The Tyranny of Toilet Paper

hands lunge through darkness
distancing answers, delineated, point A to point B
disposed into toilet paper
salvation soothsayers proclaimed
sages who inherit earth of empty gospels
white fabric seduces souls

windows are broken
by royal we, doting dads don toilet armor
moms say hello to prying into intimate spaces
child’s hands wrest toilet paper from neighbors
friends, sisters,
salvation is here for us who can obtain

once we threw it away
rid ourselves with glee
now hands lunge
into beaten-down cars and BMWs
mildew-infested bathrooms and boudoirs
shit happens when truth

tears
so thin
tearing so easily
but it’s our salve salvation
son or daughter saved durable
 protection

 sages might be assholes
but it’s information, point A arising from
corpses that pile up
and bars that close
we can fight

you chose poorly, proclaimed real sage in Indiana Jones
but real sages lack robes and beards
geriatric inconveniences who connect event A to event B
then to C, besides back then
 Nazis were clear enemies
 real sage never reckoned with toilet paper

hands lunge
another roll of toilet paper claimed
another life saved, our lives
I, I, and the appendages of I
until someone dies

clutching torn toilet paper

Dear Encapsulation

Dear encapsulation, disguised as an application,
who am I? In three sentences?
I’m a Romantic, a raging Tchaikovsky addict, a Debussy lover
on moonlit nights when
emails go unanswered. Give me personal communion
one cup of coffee, one beer, one smile, one how the fuck are you.
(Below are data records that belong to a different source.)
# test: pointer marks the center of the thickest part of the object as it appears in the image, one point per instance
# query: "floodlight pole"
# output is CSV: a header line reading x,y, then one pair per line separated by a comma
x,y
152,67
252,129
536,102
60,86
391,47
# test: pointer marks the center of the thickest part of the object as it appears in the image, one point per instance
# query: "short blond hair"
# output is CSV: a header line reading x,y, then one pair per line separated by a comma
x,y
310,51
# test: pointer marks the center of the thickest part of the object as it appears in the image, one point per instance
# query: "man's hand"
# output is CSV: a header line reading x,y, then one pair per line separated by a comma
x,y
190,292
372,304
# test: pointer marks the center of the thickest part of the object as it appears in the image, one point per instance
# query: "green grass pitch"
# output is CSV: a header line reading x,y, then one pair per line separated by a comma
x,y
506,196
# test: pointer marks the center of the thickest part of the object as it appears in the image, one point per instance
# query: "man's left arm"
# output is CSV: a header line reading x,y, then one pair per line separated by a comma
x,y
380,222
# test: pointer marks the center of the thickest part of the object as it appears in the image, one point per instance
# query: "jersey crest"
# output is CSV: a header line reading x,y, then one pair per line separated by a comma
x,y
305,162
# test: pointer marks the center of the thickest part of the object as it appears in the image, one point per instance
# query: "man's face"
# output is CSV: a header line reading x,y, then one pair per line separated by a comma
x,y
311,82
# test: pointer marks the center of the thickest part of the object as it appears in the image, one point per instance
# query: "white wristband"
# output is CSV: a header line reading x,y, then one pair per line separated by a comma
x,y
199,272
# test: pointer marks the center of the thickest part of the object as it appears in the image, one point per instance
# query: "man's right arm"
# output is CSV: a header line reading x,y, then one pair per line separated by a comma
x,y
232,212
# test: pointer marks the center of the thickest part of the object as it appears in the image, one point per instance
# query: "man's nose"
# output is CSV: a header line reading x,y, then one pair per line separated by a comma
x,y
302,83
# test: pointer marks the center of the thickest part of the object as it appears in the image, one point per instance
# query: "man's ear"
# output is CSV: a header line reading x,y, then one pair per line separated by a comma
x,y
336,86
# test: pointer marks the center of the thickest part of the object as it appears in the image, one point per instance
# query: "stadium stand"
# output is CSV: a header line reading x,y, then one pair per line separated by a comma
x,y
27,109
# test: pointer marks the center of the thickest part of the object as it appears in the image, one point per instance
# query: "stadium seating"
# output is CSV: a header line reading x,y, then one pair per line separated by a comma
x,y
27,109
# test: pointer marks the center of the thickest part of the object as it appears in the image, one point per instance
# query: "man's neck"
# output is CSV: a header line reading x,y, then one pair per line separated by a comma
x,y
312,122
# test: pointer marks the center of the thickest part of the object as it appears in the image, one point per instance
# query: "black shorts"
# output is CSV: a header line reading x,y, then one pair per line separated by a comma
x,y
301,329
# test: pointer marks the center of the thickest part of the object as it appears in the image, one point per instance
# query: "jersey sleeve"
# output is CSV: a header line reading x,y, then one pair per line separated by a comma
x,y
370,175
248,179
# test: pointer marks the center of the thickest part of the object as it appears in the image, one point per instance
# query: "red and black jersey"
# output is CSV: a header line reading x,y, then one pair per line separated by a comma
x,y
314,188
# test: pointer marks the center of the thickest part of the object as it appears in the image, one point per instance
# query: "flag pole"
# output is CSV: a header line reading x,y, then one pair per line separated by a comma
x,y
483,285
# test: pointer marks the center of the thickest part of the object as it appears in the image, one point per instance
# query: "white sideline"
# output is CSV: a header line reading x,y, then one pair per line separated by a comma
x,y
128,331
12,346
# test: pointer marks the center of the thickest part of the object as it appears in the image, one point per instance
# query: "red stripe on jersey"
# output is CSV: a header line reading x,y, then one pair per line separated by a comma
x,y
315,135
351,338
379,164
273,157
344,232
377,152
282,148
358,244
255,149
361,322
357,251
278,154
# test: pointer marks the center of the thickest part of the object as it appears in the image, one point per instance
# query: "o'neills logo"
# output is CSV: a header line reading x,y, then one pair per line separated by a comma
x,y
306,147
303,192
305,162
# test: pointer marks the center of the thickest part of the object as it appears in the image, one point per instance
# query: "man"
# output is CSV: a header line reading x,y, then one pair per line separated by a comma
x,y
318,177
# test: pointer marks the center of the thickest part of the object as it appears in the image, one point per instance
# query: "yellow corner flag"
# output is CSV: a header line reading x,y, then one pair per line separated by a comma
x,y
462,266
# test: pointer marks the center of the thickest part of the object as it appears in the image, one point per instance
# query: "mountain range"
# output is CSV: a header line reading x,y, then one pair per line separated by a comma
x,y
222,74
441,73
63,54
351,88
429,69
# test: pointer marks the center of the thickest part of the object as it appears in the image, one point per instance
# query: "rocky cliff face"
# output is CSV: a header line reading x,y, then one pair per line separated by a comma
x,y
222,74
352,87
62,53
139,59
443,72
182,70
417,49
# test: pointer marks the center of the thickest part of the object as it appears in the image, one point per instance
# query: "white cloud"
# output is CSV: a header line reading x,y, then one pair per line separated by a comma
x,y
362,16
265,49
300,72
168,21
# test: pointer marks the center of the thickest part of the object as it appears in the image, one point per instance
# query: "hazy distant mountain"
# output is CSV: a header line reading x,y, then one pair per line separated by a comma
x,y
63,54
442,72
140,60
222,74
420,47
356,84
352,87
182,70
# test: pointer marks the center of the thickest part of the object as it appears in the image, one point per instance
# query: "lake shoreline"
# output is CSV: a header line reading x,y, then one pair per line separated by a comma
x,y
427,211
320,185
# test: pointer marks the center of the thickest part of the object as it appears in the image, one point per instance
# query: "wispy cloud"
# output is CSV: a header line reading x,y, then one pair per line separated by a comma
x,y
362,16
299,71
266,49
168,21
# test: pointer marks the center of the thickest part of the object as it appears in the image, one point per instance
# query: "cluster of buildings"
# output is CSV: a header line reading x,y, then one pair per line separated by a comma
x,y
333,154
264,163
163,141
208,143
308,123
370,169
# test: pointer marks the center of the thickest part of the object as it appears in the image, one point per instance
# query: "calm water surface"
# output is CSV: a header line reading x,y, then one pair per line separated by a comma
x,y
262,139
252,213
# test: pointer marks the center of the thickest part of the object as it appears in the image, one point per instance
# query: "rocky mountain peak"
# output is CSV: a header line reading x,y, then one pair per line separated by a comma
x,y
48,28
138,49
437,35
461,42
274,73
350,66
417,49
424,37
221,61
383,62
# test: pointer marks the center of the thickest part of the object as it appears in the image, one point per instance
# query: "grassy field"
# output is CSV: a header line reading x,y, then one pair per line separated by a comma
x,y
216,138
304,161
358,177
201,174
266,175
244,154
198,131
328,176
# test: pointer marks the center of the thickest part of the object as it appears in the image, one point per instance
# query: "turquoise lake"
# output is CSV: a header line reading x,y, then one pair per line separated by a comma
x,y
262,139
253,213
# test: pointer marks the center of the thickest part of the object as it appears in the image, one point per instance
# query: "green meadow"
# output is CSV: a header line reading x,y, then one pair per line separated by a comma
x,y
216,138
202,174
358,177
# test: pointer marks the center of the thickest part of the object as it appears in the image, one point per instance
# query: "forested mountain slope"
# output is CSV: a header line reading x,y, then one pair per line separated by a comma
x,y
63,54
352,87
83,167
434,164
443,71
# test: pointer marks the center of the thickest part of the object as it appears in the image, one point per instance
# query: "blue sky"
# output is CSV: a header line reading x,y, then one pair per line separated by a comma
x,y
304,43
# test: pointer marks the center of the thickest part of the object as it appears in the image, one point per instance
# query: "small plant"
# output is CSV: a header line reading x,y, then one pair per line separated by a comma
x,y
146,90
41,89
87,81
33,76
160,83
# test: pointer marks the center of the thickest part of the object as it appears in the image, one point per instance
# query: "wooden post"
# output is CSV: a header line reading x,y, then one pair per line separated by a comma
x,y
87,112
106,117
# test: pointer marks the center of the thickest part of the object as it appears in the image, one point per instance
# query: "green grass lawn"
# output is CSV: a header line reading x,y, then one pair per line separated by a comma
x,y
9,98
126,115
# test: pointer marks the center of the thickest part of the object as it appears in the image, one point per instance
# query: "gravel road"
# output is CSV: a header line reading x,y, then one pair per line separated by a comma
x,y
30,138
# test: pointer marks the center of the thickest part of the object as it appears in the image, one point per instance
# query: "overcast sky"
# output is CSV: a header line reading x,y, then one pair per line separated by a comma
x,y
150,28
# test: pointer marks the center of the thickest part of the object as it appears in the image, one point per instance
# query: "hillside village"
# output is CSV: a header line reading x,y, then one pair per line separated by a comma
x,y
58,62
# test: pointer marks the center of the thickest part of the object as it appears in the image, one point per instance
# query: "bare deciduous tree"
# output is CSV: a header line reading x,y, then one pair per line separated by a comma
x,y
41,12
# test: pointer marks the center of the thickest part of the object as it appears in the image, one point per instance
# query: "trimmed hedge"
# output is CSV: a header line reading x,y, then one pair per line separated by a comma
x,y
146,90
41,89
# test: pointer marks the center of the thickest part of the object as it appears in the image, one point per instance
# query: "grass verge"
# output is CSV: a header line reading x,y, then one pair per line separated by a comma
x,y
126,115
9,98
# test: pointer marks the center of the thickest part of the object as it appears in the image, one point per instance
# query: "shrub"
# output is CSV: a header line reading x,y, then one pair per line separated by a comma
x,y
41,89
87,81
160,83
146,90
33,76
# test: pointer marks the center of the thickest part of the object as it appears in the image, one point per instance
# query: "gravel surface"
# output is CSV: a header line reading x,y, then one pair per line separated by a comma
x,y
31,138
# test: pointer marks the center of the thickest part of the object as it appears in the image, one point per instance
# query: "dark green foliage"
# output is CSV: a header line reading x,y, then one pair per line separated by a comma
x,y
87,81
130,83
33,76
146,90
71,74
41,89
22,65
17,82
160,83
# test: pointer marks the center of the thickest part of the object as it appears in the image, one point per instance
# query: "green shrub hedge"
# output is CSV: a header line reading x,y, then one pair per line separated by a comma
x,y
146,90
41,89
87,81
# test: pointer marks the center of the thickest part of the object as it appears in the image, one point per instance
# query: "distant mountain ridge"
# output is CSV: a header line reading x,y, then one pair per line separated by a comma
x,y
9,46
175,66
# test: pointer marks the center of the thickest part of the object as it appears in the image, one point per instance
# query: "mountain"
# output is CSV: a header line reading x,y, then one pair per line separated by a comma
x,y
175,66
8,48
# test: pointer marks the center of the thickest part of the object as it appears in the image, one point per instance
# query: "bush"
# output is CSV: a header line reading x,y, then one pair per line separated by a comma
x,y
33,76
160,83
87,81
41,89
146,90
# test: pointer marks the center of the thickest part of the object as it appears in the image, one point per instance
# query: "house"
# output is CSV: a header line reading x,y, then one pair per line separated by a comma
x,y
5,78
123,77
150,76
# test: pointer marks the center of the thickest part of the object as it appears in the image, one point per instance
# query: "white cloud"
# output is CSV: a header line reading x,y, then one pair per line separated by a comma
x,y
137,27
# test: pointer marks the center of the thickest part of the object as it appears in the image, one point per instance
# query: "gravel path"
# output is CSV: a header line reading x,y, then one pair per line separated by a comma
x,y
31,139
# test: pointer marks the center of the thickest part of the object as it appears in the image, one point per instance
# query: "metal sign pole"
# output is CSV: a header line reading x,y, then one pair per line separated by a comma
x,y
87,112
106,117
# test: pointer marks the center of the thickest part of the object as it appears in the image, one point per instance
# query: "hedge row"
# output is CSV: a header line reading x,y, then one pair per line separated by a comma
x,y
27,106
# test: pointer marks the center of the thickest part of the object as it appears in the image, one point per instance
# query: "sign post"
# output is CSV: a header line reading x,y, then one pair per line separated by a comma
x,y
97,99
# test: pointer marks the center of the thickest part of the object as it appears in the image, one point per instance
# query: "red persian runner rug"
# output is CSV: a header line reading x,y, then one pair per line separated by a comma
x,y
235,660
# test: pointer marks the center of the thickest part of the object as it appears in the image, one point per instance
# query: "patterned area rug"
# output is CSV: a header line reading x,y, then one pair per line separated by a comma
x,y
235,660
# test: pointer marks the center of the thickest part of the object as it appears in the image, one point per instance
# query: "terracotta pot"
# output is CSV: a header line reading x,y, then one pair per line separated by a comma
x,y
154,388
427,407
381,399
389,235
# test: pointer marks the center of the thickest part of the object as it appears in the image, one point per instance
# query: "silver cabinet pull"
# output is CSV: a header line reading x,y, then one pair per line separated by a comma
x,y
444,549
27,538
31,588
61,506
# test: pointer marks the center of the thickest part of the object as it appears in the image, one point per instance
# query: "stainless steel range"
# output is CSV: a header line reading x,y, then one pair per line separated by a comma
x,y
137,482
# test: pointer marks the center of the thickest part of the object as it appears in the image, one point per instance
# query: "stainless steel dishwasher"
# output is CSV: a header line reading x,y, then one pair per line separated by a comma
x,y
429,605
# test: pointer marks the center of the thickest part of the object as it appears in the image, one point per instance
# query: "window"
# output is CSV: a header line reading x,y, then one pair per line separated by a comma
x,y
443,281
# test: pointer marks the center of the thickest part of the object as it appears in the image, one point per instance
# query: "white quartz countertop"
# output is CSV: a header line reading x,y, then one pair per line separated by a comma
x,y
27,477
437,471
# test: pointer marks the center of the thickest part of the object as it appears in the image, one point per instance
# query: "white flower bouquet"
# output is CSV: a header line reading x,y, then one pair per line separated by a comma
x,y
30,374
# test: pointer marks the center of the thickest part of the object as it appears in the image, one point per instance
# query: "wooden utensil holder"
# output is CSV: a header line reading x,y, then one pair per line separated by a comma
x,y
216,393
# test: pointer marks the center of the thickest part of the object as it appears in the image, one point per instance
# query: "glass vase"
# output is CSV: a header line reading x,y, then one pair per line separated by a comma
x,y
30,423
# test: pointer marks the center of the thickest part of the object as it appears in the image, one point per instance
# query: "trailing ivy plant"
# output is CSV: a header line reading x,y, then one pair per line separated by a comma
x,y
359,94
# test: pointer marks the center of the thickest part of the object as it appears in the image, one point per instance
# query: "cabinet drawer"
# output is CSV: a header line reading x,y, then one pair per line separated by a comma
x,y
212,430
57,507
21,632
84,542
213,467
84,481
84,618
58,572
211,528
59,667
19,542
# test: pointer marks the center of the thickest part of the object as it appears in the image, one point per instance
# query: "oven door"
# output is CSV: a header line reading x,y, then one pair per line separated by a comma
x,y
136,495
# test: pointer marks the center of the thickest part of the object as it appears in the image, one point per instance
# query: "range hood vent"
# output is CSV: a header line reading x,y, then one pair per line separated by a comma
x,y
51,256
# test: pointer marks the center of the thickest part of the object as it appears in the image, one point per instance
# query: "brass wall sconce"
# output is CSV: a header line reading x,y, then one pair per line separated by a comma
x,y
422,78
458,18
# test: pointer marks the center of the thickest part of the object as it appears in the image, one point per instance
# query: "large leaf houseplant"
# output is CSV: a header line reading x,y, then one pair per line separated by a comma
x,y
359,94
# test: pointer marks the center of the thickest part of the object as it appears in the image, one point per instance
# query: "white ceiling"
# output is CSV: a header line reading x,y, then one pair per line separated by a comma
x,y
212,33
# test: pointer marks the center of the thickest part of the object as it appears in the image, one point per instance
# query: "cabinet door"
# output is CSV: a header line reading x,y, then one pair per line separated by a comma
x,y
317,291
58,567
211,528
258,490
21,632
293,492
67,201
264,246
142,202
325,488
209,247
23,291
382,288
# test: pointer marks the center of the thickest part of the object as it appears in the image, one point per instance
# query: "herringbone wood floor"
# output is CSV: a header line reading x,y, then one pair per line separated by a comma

(do I have to have two dicks and be an alien to get a response?)

fuck off philistine, you whisper, you encapsulated egghead
personal communion is for psychiatric evaluations
now who am I? do you want to know, you damned encapsulated you
I’m a man who looks across booths at bars
wondering how friends form, what antics
they convey in secret booths. nicknames, pet names, dirty jokes, failed tests, confessions
laughing at loneliness, laughter lilting, waiting for communion

(do I have to blubber like a boozing bastard while wielding two dicks?)

do they know the lilting lingering call
to refresh and check emails
wonder if old classmates can recall my name
that dirty joke I told, my favorite drink
White Russians at a bar that looks like an Edward Hopper painting
with dim lights and vast blackness and train horns

(do I have to get into a jukebox fight while wielding two dicks and blubbering?)

who am I?
I’m the dark man, holed in a room
give me drunk mothers, runaway mothers, kids mowed down by trains
personal communion
not an option. try again. I’ll take Hitchcock Presents stupidity on the screen
is a fleeting substitute for smiles and shared spaces in coffee shops. good evening, good evening, give
me the rumination of rooms while the moon
dances in a gown of wisps and Netflix glows

(If I said an earthquake ripped off my balls, while I wield two dicks, can I get a connection?)

promising depression in the Crown and Sam Elliott’s F-bombs from
mustaches. give me a mixture
who are you?
I’m a man who hates tempers, rages, broods, regrets
masturbates and try to figure out
how to get some personal communion, a smile, a laugh, a recitation of all my favorite things

(So, what if I had two dicks, lost my balls in an earthquake, and I’m transitioning into an asshole fast?)

who am I?

can you hear me encapsulated egghead?

were you listening?

The Narrator Presents

why do we thrive
on people gone Psycho?
good evening, the narrator on screen proclaims
baldheaded in British accent, while
children betray parents
husbands betray wives
and people milk mendacities and notions
of post-war dreams without picket fences.

why is love so garish,
too tender, complex, something to be brushed aside?
yet when a man is murdered by anxious daughter,
a couple feigns death for dollars
from black-and-white screens,
we laugh, a funeral march for idiocy
playing, minds pirouetting.
why? why can’t we quit?

fragmented families
that need not answer obligation. unlike the real things,
 starched smiles and the phone calls, intimate connections that require
dissection and feigned fealty to lectures and tirades
 homicidal children and couples require only
dells of dark delight and simple logic,
which we keep in the shadows, in the form of
black-and-white costumes

we may express outrage over their idiocy
and the baldheaded narrator in public
so flippant in describing heinous crimes
but nightly we inhabit their heads,
wanting to feel the coldness of motion,
guns, cyanide, crackling with chilling cries
and the narrator laughs in his baldheaded British
logic

why can’t we bump off a boss or a husband
for insurance money? why can’t we turn our own
pompous parents in for rewards and revenge?
we dwell in hypotheticals
while we ignore the black-and-white fates
of mendicants on screen
seas of sorrow and corpses
although you never actually see them.

good evening, logic. good morning lunacy,
the narrator proclaims, baldheaded,
while the funeral march plays for us
and we march through darkness
with our regrets
smiling our starched smiles
clamoring for more mendacity
we’re a tad Psycho. more mayhem, please.